Additionally, you can try the inference of Whisper Large v3. On the A100, it has better accuracy and is not much slower than the Medium model. @robosina

robosina commented 3 months ago

@yuekaizhang Thanks for the answer, but please check the following information:

**********************************************************
running benchmark for whisper_medium_bs10_bw5_FP16
**********************************************************
engine_dir: /app/tensorrt_llm/examples/ts-whisper/ts_whisper/benchmark/whisper_models/whisper_medium_bs10_bw5_FP16
RTF: 0.0172
total_duration: 481.035 seconds
(0.13 hours)
processing time: 8.285 seconds (0.00 hours)
batch size: 10
num_beams: 5
total error rate: 4.62%
total 1.6G
-rw-r--r-- 1 root root 1.7K May 22 20:06 decoder_config.json
-rw-r--r-- 1 root root 1.4K May 22 20:06 encoder_config.json
-rw-r--r-- 1 root root 978M May 22 20:06 whisper_decoder_float16_tp1_rank0.engine
-rw-r--r-- 1 root root 589M May 22 20:06 whisper_encoder_float16_tp1_rank0.engine
**********************************************************
running benchmark for whisper_medium_woq_bs10_bw5_FP16
**********************************************************
engine_dir: /app/tensorrt_llm/examples/ts-whisper/ts_whisper/benchmark/whisper_models/whisper_medium_woq_bs10_bw5_FP16
RTF: 0.0178
total_duration: 481.035 seconds
(0.13 hours)
processing time: 8.556 seconds (0.00 hours)
batch size: 10
num_beams: 5
total error rate: 4.70%
total 897M
-rw-r--r-- 1 root root 1.7K May 22 20:16 decoder_config.json
-rw-r--r-- 1 root root 1.4K May 22 20:16 encoder_config.json
-rw-r--r-- 1 root root 595M May 22 20:16 whisper_decoder_float16_tp1_rank0.engine
-rw-r--r-- 1 root root 302M May 22 20:16 whisper_encoder_float16_tp1_rank0.engine
**********************************************************
running benchmark for whisper_medium_woq4_bs10_bw5_FP16
**********************************************************
engine_dir: /app/tensorrt_llm/examples/ts-whisper/ts_whisper/benchmark/whisper_models/whisper_medium_woq4_bs10_bw5_FP16
RTF: 0.0181
total_duration: 481.035 seconds
(0.13 hours)
processing time: 8.697 seconds (0.00 hours)
batch size: 10
num_beams: 5
total error rate: 4.70%
total 561M
-rw-r--r-- 1 root root 1.7K May 23 11:06 decoder_config.json
-rw-r--r-- 1 root root 1.4K May 23 11:05 encoder_config.json
-rw-r--r-- 1 root root 403M May 23 11:06 whisper_decoder_float16_tp1_rank0.engine
-rw-r--r-- 1 root root 158M May 23 11:05 whisper_encoder_float16_tp1_rank0.engine

Based on the above information I'm sure that the second and third models are using WOQ since they are using less disk space(ls infos). However, please check the memory consumption.

gpu_usage_plot

In this case, the second one uses the WOQ method, and the third one is using woq-4bit As you can see, the memory consumption is not significantly better. Is this usual, or am I encountering a bug here? Thanks in advance.

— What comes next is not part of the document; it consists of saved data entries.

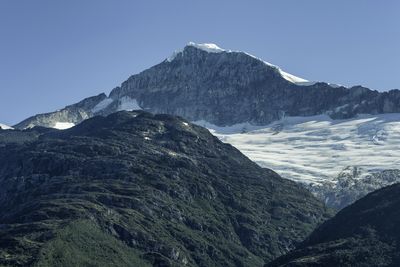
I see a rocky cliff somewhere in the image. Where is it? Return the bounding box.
[308,167,400,209]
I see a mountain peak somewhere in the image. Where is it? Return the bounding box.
[166,42,227,62]
[166,42,312,85]
[186,42,226,53]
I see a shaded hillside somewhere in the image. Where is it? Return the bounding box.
[0,111,330,266]
[267,183,400,267]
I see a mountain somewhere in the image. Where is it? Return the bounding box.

yuekaizhang commented 3 months ago

processing time: 8.697 seconds (0.00 hours) batch size: 10 num_beams: 5 total error rate: 4.70%

@robosina Hi, thanks for your investigation. I have done some perf jobs. And indeed, found that whisper encoder fp16 is faster than int8 WOQ. We would work on the issue and update here.

For Whisper Decoder, WOQ int8 should be faster than fp16.

For the VRAM usage, whisper medium has 0.7B parameters. In this way, WOQ int8 would decrease about 700M VRAM, and WOQ int4 would decrease another 350M VRAM usage.

github-actions[bot] commented 2 months ago

This issue is stale because it has been open 30 days with no activity. Remove stale label or comment or this will be closed in 15 days."